WASHINGTON -
A new tax break for corporations is allowing the biggest American
drugmakers to return as much as $75 billion in profits from international
havens to the United States while paying a fraction of the normal tax rate.
The break is part of the American Jobs Creation Act, signed into law by
President Bush in October, which allows companies a one-year window to return
foreign profits to the United States at a 5.25 percent tax rate, compared with
the standard 35 percent rate.
Any company with profits in other countries can take advantage of the law,
but the drugmakers have been the biggest beneficiaries because they can move
profits overseas relatively easily, independent analysts say.

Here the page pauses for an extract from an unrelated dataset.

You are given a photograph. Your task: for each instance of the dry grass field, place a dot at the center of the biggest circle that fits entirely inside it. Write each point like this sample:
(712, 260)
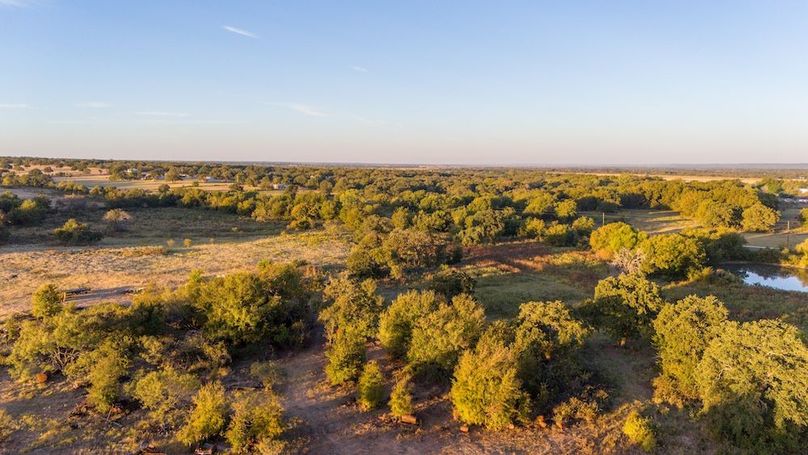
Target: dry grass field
(151, 251)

The money the companies are bringing home has come from many years of
using legal loopholes in the tax law to aggressively shelter their profits
from U.S. taxes, tax lawyers say. While the companies' tax returns are private,
fragmentary information about their tax payments is buried inside their
annual financial statements.
Those figures show that the drugmakers have told the Internal Revenue
Service for years that their profits come mainly from international sales,
even though prescription drug prices are far higher in the United States than
elsewhere and almost 60 percent of their sales take place in America.
Representatives of most of the big drug companies declined to comment
beyond their annual reports, but in a statement Eli Lilly noted that several
factors depressed its United States profits, while Pfizer said it was
following the intent of the law.
Though the companies stand behind their accounting, financial analysts
and tax lawyers say that the drugmakers' claims defy reality and that their
profits come mostly from sales in the United States. But the IRS lacks the
resources to challenge the companies effectively, the analysts and lawyers say.

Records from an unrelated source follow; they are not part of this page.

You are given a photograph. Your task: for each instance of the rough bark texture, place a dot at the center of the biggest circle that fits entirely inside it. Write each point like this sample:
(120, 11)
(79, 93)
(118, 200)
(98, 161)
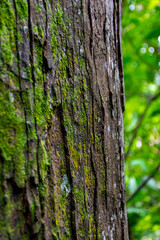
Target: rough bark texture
(61, 120)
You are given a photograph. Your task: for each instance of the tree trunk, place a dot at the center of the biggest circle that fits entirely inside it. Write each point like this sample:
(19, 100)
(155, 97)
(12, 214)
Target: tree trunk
(61, 120)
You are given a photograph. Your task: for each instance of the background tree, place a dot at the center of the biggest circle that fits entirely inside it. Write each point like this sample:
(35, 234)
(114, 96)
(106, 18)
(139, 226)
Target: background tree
(61, 120)
(141, 51)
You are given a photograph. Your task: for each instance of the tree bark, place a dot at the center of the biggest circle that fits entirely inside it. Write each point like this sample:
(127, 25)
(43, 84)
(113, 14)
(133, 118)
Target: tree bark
(61, 120)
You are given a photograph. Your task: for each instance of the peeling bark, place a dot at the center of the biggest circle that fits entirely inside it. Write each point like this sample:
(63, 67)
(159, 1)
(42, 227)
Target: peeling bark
(62, 104)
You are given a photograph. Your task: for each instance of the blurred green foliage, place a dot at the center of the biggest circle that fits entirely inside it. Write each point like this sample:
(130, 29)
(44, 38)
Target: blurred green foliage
(141, 57)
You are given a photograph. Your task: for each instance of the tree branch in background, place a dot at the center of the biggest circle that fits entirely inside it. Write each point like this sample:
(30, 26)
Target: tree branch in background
(143, 183)
(140, 122)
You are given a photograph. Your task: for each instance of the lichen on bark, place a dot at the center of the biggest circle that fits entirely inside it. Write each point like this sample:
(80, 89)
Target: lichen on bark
(61, 125)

As a result, the six major companies -- Pfizer, Johnson & Johnson, Merck,
Bristol-Myers Squibb, Wyeth and Lilly -- collectively pay a federal tax rate
of less than 15 percent on their worldwide profits, and some companies pay
much less.
Already, four of the six drugmakers have collectively announced plans to
return $56 billion in profits to the United States. Two others say they are
still considering but could repatriate an additional $18 billion. Had the six
companies faced standard federal taxes on those profits, they would have paid
$26 billion to the United States. Instead, they will pay less than $4 billion.
Chris Senyek, an accounting analyst at Bear Stearns, said drug companies would
probably make up about half of all the money repatriated by publicly traded
companies.
During this window, returning money to the United States is to the
advantage of the companies because they can spend the cash here rather than
having to use it overseas as tax laws generally require. Lawmakers have said
their main intention for the law is to encourage U.S. companies to build new
operations and hire workers. Congress passed the law in response to pressure
from the European Union to resolve a long-running trade dispute.
Although the act is intended to create jobs, Pfizer said last month that
it would cut its annual costs by $4 billion over the next three years. Pfizer,
which will repatriate at least $28 billion under the act, did not say how many
jobs it planned to eliminate, but analysts expect the company to shrink its
workforce by thousands of people. Senyek said the law would create an
insignificant number of jobs because companies can easily work around
provisions in the law meant to stop them from using the money for dividends to
shareholders rather than new hiring.
After the break expires, companies will probably go back to stockpiling
profits overseas as they wait for another tax holiday in a few years, tax
lawyers say.
The major drugmakers use a variety of complex but legal tactics to move
profits from the United States to low-tax countries like Ireland and Singapore
where they have large manufacturing operations, said H. David Rosenbloom,
director for the international tax program at New York University Law School.
"The law is complicated, but what's going on is perhaps less complicated,
" he said. "They're doing everything they can to maximize their profit in
Ireland and minimize the profit in the countries where the sales occur."
The government can challenge the way the companies allocate their profits
internally. But the companies have usually been able to defeat the IRS,
Rosenbloom said.
"There's a limit to what they can do, because these cases are huge.
They're very expensive," Rosenbloom said of the IRS.
The companies declined to discuss the specific strategies they use to
minimize taxes. But the result of their efforts can be seen in a remarkable
set of figures inside their annual financial reports.
Pfizer, the world's largest drug company, said that in 2004 it had only
$4.4 billion in pretax profits in the United States, compared with $9.6
billion internationally, though most of its sales came in the United States.
The company says that its profit margins on international sales were almost
three times as high as on U.S. sales.
Other companies reported similar trends. The biggest imbalance occurred
at Eli Lilly, which reported that it had about $200 million in profits from U.
S. sales in 2004, compared with $2.8 billion in profits from sales everywhere
else.
Collectively, the six drugmakers paid about $6 billion in federal and
state taxes, a fraction of their pretax worldwide profits of $43 billion.